Suo padre russava sotto lo schermo di 120 pollici murato nel soffitto, cullato dai cori da stadio dell’ultimo mondiale, quello del 2014, cristallizzato nel passato insieme alla cresta moicana del bombardiere nero, da un dio senza misericordia.

Karim riavviò il programma.

Accadde così, prese la forma di un virus informatico, perché in quel preciso momento stavano tutti dentro al gioco. Soprattutto, ci stava il neonato, troppo piccolo per capire, ma libero da ogni sovrastruttura, incontaminato, potentissimo. Un bambino dell’ultima generazione. 

Karim, Jessica, Corrado e il Bebè entrarono in contatto spontaneamente, per identità, e si creò la vibrazione, insomma, quello che poi venne chiamato il Virus. Paralizzò il normale funzionamento del videogame inibendo tutte le fonti del rumore. I ragazzi avvertirono una minuscola deflagrazione, senza capire da dove fosse nata. Videro particelle abbaglianti invadere il loro orizzonte di pixel, e nello stesso momento in cui sentirono l’impatto dentro di sé, si diffuse un silenzio sconosciuto. Brividi di gioia li attraversarono, tremarono sotto la tempesta della rivelazione, ognuno si rispecchiò negli altri e vi riconobbe la propria sostanza. Era la fine dell’isolamento, l’inizio della nuova avventura. Adesso sapevano da dove partire.

 MAGENTA

Correre per finta verso mete illusorie non fa venire il fiatone, né dolore alla milza. Non ricordare se sta scappando da qualcosa o se sta inseguendo qualcuno non lo terrorizza. Ha vagamente coscienza di essere in ritardo, dell’urgenza dell’appuntamento, anche se sa benissimo che il tempo, quaggiù, è solo un parametro. Né più né meno dell’apparenza e del nome che si è dato. Più che all’affascinante campione di kick boxing che si è scelto per avatar, Magenta teme di assomigliare a un criceto dentro la sua ruota. Un circuito chiuso. Nella vita vera, il futuro latita decisamente, quanto al passato, non è un bel posto dove rifugiarsi. Il presente, beh, eccolo srotolarsi sotto i piedi mentre lui corre senza ombra, scalciando a intervalli regolari per sterminare mostricciattoli in agguato.

E di colpo le mura sono finite, comincia la discesa, là in fondo, dove passa il fiume, c’è puzza di muffa e ruggine. Sulla superficie di mercurio liquido si riflette la luna, una monetina antica che luccica poco, e si riflette lui, Magenta, irto di punte sulle spalle. Da solo.

Nel suo delirio sperava di scorgere Phoenix e Oktopus al di là del fiume.

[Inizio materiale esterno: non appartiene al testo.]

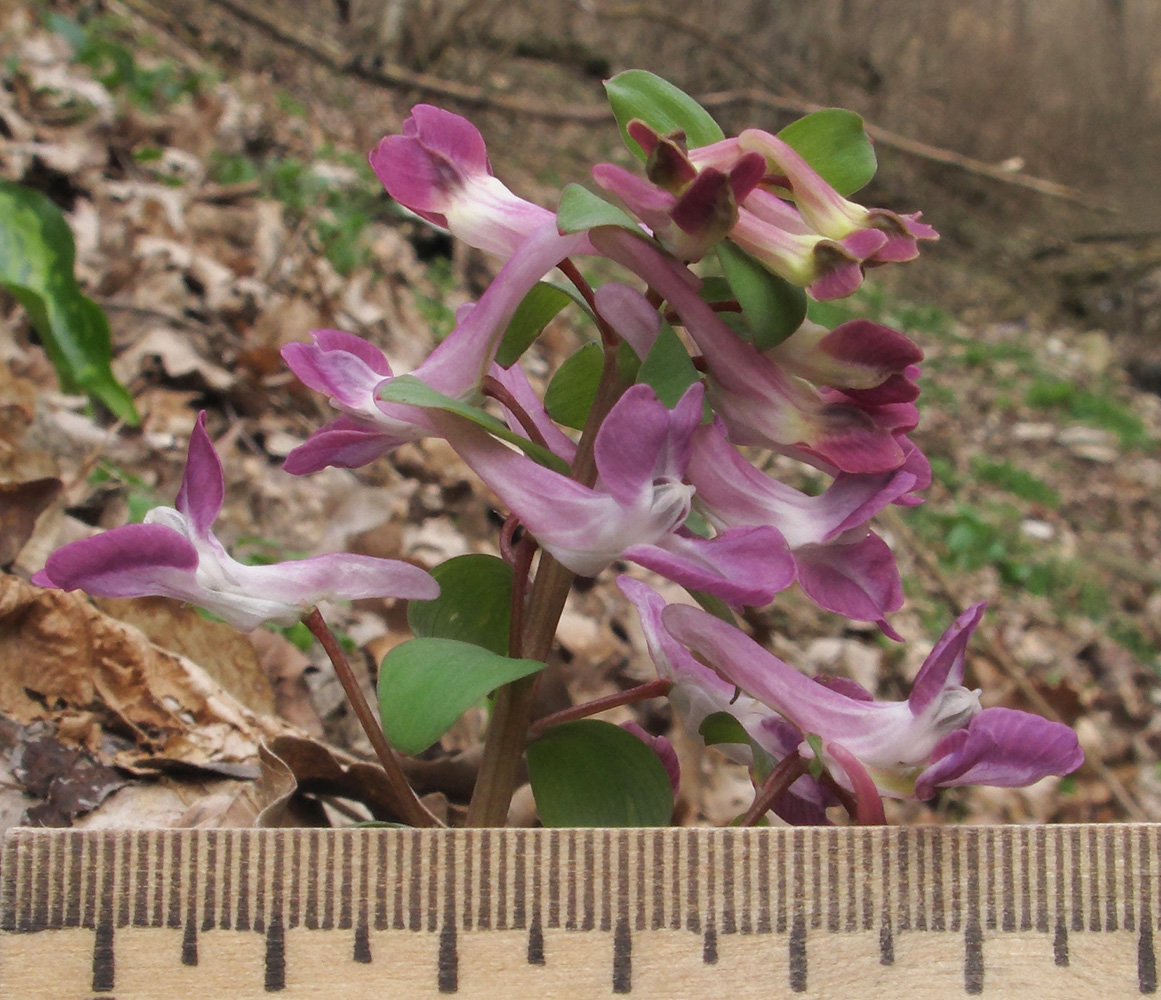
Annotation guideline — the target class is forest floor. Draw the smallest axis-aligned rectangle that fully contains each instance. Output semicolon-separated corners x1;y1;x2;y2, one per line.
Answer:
0;3;1161;827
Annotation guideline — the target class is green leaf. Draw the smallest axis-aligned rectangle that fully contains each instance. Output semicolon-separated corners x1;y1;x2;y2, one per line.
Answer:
686;588;737;626
528;719;673;827
698;274;734;302
556;184;646;238
545;340;605;431
806;733;827;780
605;70;726;160
778;108;878;196
496;281;587;368
0;180;138;424
698;712;750;747
378;375;569;475
408;553;512;656
378;639;545;754
637;323;699;409
715;242;806;351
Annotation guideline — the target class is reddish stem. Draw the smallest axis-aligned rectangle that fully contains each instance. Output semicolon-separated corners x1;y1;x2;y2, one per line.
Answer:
479;375;551;452
302;607;442;827
557;260;621;347
528;679;673;740
737;750;809;827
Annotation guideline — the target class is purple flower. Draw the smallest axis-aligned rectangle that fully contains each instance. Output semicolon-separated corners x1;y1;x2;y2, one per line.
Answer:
690;422;916;638
737;129;939;264
616;576;837;826
282;220;589;475
592;148;766;260
592;228;907;473
434;383;793;604
370;105;554;257
33;412;439;632
662;604;1083;798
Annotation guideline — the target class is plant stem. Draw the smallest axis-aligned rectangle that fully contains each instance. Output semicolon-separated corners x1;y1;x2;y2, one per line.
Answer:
738;750;808;827
303;607;442;827
528;678;673;740
466;340;621;827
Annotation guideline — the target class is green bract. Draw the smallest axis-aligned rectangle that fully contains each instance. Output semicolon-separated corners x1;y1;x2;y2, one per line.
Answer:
378;375;569;473
715;243;806;351
528;719;673;827
0;180;138;424
778;108;878;197
496;281;587;368
556;184;646;237
605;70;726;160
637;323;699;409
378;639;545;754
545;340;604;431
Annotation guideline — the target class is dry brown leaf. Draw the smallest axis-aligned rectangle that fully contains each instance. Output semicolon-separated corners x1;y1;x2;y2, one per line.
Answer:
0;477;64;566
0;574;290;771
250;628;323;739
95;597;279;715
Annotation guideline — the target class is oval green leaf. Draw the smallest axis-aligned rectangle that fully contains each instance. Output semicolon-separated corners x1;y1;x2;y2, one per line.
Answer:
528;719;673;827
545;340;605;431
496;281;587;368
378;639;545;754
715;243;806;351
0;180;138;424
408;553;512;656
637;323;700;409
556;184;646;237
778;108;878;196
605;70;726;160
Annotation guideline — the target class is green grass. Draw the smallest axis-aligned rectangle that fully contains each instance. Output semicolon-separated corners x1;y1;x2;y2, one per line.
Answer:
45;13;212;111
972;455;1060;510
1024;375;1155;448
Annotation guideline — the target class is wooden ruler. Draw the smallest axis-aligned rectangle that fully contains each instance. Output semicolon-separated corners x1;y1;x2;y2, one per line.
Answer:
0;825;1161;1000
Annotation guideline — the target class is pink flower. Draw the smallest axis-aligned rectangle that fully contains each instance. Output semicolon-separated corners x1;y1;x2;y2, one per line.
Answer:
370;105;554;257
33;413;439;632
662;592;1084;805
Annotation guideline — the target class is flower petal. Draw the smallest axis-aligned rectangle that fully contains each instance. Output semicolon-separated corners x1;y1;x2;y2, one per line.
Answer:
915;708;1084;799
794;533;903;621
175;410;225;535
907;602;986;715
33;524;197;600
622;525;794;607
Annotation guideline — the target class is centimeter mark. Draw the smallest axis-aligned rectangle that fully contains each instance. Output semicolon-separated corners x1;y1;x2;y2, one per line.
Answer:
0;825;1161;994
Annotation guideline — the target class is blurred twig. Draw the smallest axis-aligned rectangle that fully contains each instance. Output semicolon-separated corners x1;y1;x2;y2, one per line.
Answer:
122;0;1091;210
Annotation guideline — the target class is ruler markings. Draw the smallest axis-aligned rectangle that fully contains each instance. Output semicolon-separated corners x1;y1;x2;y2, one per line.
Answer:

Follia pura, con questi due in circolazione può già considerarsi un dead warrior che cammina, ma chissenefrega, la vuole finire con questa storia di stare sempre solo.

Policarpo Corrado. Quattordici anni e secoli di randagismo. Rimasto orfano durante il conflitto. A seconda dei giorni, questa situazione gli appariva sotto luci diverse. A volte benediva la sorte per non dover rendere conto a nessuno delle sue scorribande, e la libertà  non aveva prezzo. Altre volte popolava la sua solitudine di familiari variegati e un tantino appiccicosi che faceva recitare in favole su misura. Ma si stufava presto di questi passatempi per lattanti, e sgusciava  fuori casa dopo il coprifuoco con lo zaino pieno di bombolette di vernice. Segnava il territorio di strisce in technicolor firmate Magenta prima di scappare come un writer di una volta, quando ancora era illegale l’arte di strada (quando ancora esistevano cose legali e illegali). Quella sera l’avevano inseguito veramente, due molossi della sicurezza urbana, e, dopo lo spavento preso, aveva pensato fosse meglio correre solo pericoli virtuali, sigillato dentro lo scafandro olografico.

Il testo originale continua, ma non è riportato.